I finally decided to make an account. Jax has been a handful and I've had to learn a lot of stuff which mainly came from this forum. So hopefully it will be even better now that I made an account. Jax is almost 5 months now. His ears when floppy at around 3 1/2 - 4 months old. His ears went back up after about 2 weeks of floppy. They stayed nice and pointy until about a week ago. They are actually starting to curl back. Just the tips of the ears though. We had switched dog foods and he wasn't eating regularly so I am leaning more towards his lack of nutrition as the cause. I finally decided to switch to raw and have been feeding him leg quarters for the past 2 days. Any idea on why his ears would go floppy, straight up, and then start to curl back at the tips?

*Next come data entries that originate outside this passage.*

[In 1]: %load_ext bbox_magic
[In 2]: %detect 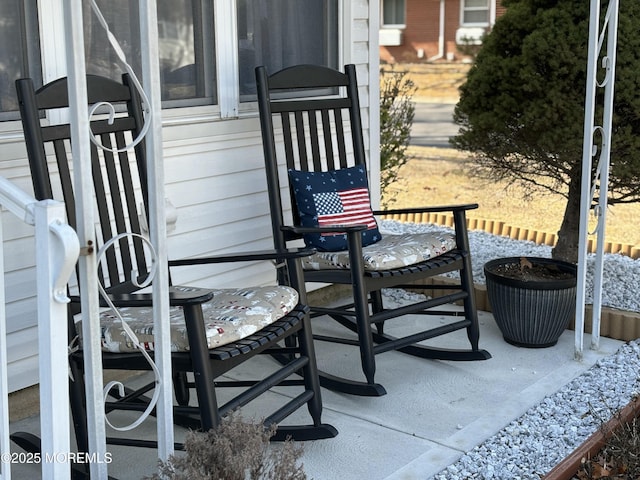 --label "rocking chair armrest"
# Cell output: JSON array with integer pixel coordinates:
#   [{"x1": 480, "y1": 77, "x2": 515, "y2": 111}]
[
  {"x1": 169, "y1": 248, "x2": 316, "y2": 267},
  {"x1": 70, "y1": 287, "x2": 213, "y2": 307},
  {"x1": 281, "y1": 225, "x2": 367, "y2": 234},
  {"x1": 373, "y1": 203, "x2": 479, "y2": 215}
]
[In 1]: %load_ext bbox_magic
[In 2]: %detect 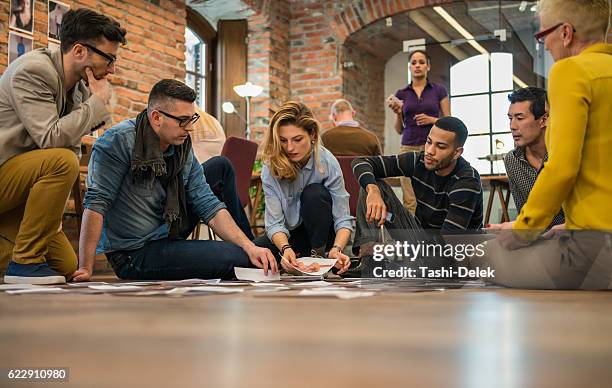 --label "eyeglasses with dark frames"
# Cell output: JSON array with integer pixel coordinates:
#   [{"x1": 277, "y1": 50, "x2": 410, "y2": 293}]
[
  {"x1": 157, "y1": 109, "x2": 200, "y2": 128},
  {"x1": 79, "y1": 42, "x2": 117, "y2": 67},
  {"x1": 533, "y1": 22, "x2": 576, "y2": 44}
]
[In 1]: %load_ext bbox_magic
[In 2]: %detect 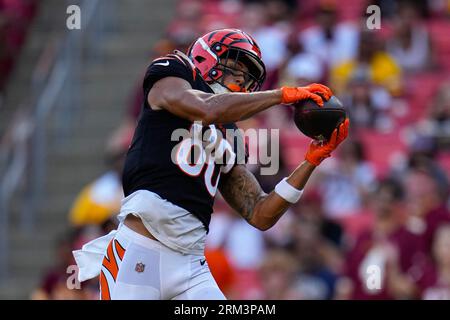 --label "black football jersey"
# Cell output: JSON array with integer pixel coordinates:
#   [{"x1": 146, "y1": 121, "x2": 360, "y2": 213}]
[{"x1": 122, "y1": 54, "x2": 247, "y2": 230}]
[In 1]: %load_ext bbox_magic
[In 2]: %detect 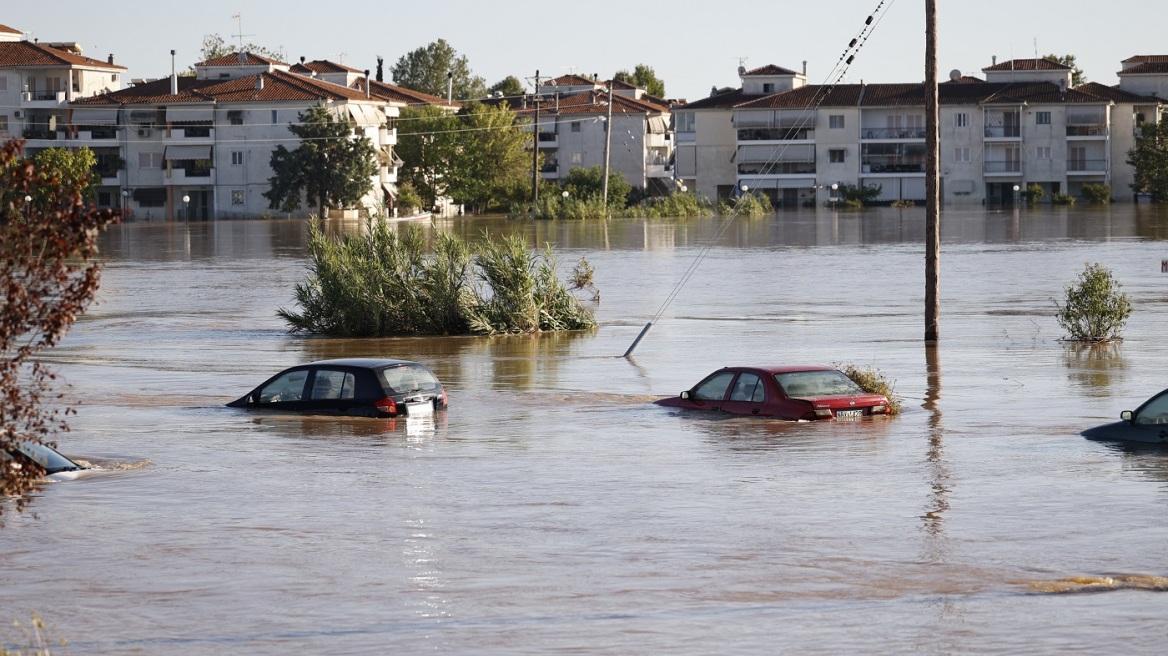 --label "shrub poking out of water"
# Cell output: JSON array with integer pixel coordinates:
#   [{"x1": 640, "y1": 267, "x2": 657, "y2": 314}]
[
  {"x1": 278, "y1": 221, "x2": 596, "y2": 337},
  {"x1": 1055, "y1": 263, "x2": 1132, "y2": 342},
  {"x1": 833, "y1": 364, "x2": 901, "y2": 414}
]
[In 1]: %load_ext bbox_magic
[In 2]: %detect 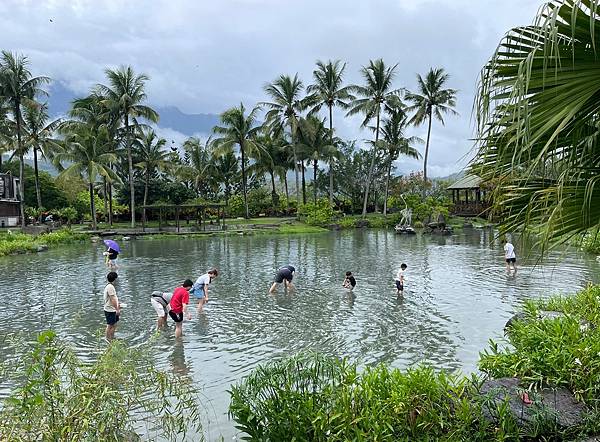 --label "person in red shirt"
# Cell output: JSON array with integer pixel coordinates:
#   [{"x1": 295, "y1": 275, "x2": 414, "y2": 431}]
[{"x1": 169, "y1": 279, "x2": 194, "y2": 338}]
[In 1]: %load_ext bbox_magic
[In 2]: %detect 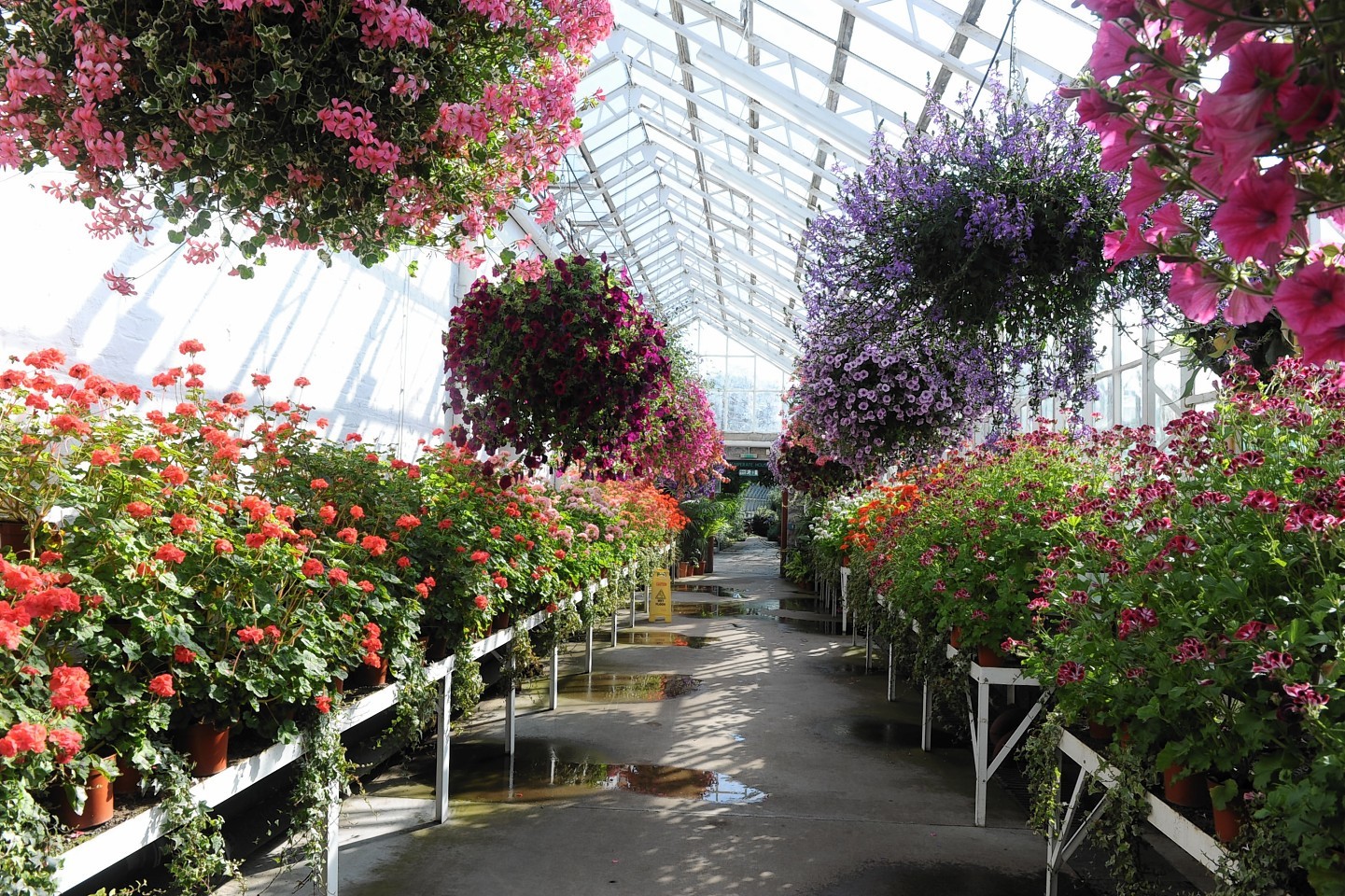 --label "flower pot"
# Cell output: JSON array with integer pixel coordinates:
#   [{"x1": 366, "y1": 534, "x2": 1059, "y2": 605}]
[
  {"x1": 0, "y1": 521, "x2": 28, "y2": 560},
  {"x1": 1163, "y1": 765, "x2": 1209, "y2": 808},
  {"x1": 57, "y1": 756, "x2": 116, "y2": 830},
  {"x1": 1205, "y1": 779, "x2": 1247, "y2": 844},
  {"x1": 112, "y1": 756, "x2": 141, "y2": 796},
  {"x1": 345, "y1": 656, "x2": 388, "y2": 688},
  {"x1": 186, "y1": 721, "x2": 229, "y2": 777},
  {"x1": 976, "y1": 644, "x2": 1004, "y2": 668}
]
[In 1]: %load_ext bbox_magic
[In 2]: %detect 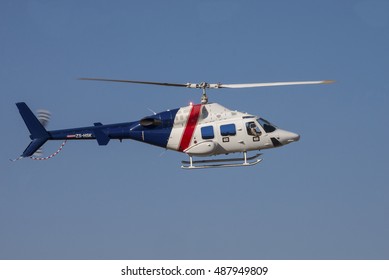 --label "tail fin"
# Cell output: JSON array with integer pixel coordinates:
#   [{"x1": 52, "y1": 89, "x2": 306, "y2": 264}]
[{"x1": 16, "y1": 102, "x2": 50, "y2": 157}]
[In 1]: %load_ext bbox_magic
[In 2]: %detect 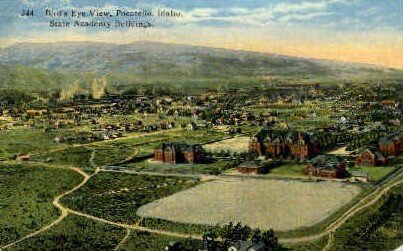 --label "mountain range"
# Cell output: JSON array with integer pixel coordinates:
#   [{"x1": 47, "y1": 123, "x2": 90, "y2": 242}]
[{"x1": 0, "y1": 42, "x2": 403, "y2": 93}]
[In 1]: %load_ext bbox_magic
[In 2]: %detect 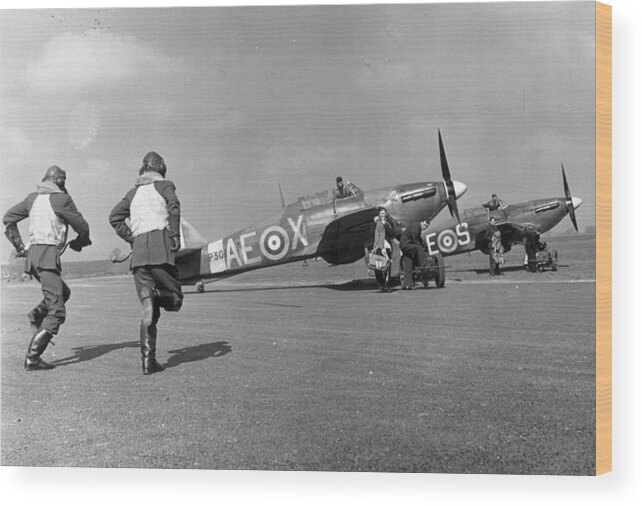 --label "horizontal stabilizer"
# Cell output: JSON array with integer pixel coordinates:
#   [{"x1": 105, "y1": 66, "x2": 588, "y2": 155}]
[{"x1": 181, "y1": 218, "x2": 208, "y2": 250}]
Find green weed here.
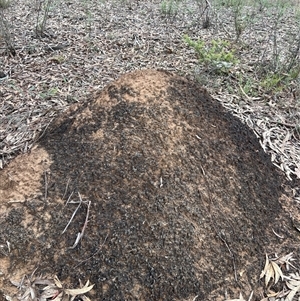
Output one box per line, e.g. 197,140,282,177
184,36,238,74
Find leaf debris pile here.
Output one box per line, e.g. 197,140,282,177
6,271,94,301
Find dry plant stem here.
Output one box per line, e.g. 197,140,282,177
44,171,48,202
62,178,73,203
61,192,82,234
70,201,91,249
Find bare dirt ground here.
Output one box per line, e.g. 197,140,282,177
0,1,300,300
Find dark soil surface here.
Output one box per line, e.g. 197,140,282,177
0,70,299,301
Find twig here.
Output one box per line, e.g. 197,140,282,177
70,201,91,249
45,171,48,202
62,178,73,199
61,192,82,234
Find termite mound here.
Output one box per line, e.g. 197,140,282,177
0,70,298,300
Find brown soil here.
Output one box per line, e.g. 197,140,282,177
0,70,299,300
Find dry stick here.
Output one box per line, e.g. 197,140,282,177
61,192,82,234
70,201,91,249
45,171,48,202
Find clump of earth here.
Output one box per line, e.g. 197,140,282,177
0,70,299,301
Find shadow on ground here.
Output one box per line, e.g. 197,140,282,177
0,70,299,301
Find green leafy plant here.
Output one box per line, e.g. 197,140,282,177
184,35,238,73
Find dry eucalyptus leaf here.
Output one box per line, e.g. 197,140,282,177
226,293,246,301
64,284,94,296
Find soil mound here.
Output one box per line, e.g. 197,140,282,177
0,70,298,300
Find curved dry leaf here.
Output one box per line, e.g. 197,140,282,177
225,293,246,301
259,254,269,279
53,275,62,288
271,261,284,284
51,292,64,301
64,284,94,296
284,286,300,301
286,279,300,289
265,264,274,286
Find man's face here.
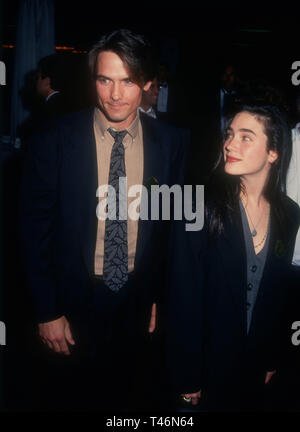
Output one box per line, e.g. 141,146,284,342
142,78,159,108
96,51,151,129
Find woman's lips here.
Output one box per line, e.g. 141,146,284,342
226,156,241,163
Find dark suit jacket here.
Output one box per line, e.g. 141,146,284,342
22,109,187,328
167,194,300,400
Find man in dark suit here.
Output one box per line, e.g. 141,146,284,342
36,54,67,120
22,30,186,409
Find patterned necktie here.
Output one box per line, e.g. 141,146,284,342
103,129,128,292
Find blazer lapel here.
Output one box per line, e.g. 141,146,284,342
135,113,164,266
77,109,98,275
218,206,247,334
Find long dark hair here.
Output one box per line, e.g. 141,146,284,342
206,104,292,233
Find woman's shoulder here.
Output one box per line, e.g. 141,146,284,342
282,195,300,223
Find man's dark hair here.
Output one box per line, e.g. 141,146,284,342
37,54,64,90
88,29,156,85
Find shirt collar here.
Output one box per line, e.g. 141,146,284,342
95,108,140,148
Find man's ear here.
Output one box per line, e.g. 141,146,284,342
143,81,152,91
269,150,278,163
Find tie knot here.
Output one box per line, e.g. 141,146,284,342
108,128,127,143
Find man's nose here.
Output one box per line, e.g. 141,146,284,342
224,137,238,151
111,82,121,101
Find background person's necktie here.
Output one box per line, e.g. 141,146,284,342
103,129,128,292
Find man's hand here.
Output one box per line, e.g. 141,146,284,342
181,390,201,405
265,371,276,384
38,316,75,355
148,303,156,333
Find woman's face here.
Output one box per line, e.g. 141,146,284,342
223,111,278,180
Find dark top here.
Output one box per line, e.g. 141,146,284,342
239,200,270,333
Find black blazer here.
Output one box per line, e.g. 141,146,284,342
167,193,300,397
22,108,188,322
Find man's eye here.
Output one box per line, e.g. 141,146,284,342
242,135,251,141
98,78,109,84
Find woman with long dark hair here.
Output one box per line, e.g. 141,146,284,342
168,104,300,411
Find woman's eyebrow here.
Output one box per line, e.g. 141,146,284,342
239,128,256,136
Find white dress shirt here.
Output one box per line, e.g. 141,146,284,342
286,123,300,266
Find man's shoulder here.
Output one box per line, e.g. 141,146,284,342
140,113,190,144
39,107,93,132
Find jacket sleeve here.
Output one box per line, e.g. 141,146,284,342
21,122,63,323
166,214,207,394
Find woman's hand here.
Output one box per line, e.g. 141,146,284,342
181,390,201,405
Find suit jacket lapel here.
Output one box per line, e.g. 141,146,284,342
135,113,163,266
218,206,247,334
77,109,98,275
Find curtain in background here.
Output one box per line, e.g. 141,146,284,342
11,0,55,147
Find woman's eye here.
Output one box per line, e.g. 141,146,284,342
98,78,109,84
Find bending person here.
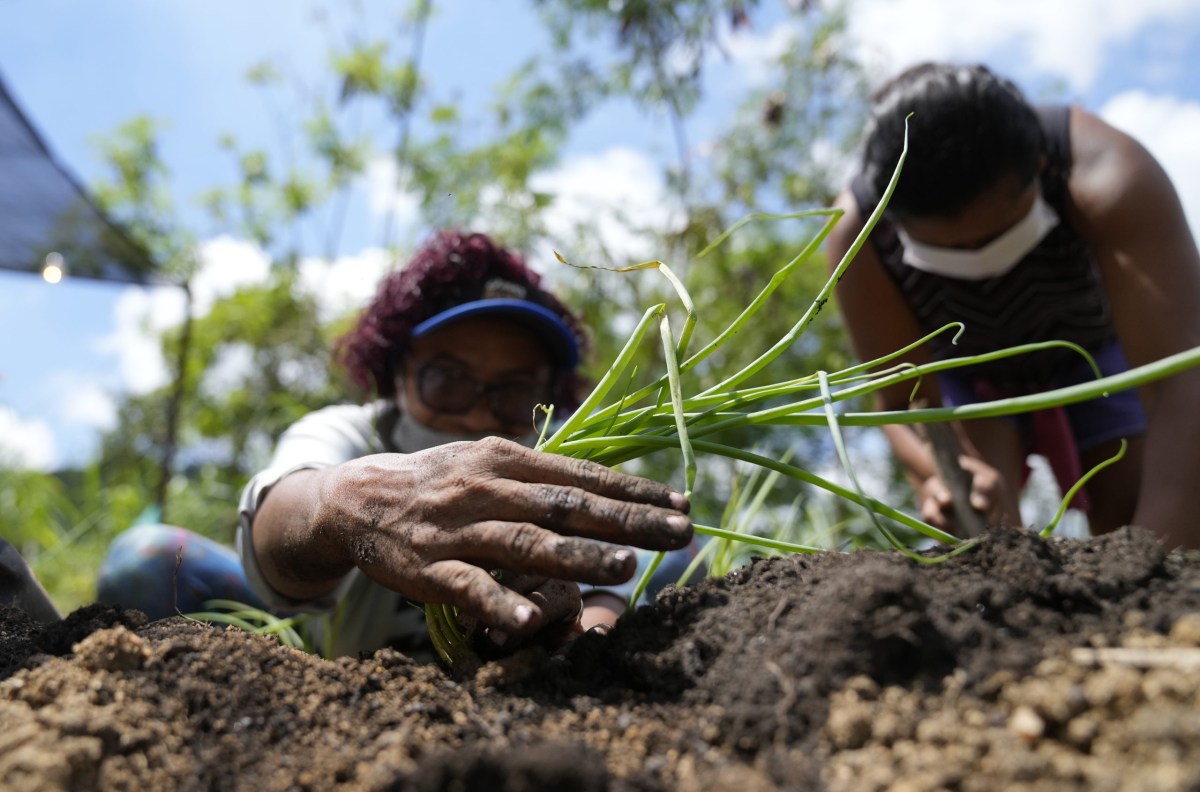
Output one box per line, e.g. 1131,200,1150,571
829,64,1200,547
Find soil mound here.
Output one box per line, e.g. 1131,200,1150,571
0,529,1200,792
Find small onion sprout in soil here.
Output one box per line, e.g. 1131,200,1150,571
426,123,1200,668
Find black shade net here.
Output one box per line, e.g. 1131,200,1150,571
0,68,162,283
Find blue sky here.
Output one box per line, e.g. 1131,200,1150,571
0,0,1200,469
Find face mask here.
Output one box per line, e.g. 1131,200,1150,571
899,196,1058,281
391,412,538,454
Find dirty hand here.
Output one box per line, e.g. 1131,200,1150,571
318,437,692,636
458,570,583,654
917,454,1020,530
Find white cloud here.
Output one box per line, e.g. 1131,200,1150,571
1099,91,1200,234
59,378,116,431
0,404,55,472
300,248,392,322
189,236,271,314
529,146,683,263
721,20,797,85
850,0,1196,91
96,236,270,394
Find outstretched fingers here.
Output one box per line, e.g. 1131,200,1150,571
436,520,637,586
420,560,545,635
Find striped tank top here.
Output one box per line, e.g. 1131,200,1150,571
851,106,1116,392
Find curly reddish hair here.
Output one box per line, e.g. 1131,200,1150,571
335,230,588,409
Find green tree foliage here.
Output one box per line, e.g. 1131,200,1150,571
16,0,892,612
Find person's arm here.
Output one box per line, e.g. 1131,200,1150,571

I can try to get a picture if needed.

Thanks!


----------



## VanBuren shepherds

Pictures are always great! Does he have all of his adult teeth in yet? He could be just finishing the teething process. At 5 months it is time to get serious about the ears, but if they were standing straight before then they will again. Nutrition does play a major part in ear development. First thing is to check for any ear infections. If that's clear you may need to assist with the ears by gluing or taping. Better to be safe then sorry!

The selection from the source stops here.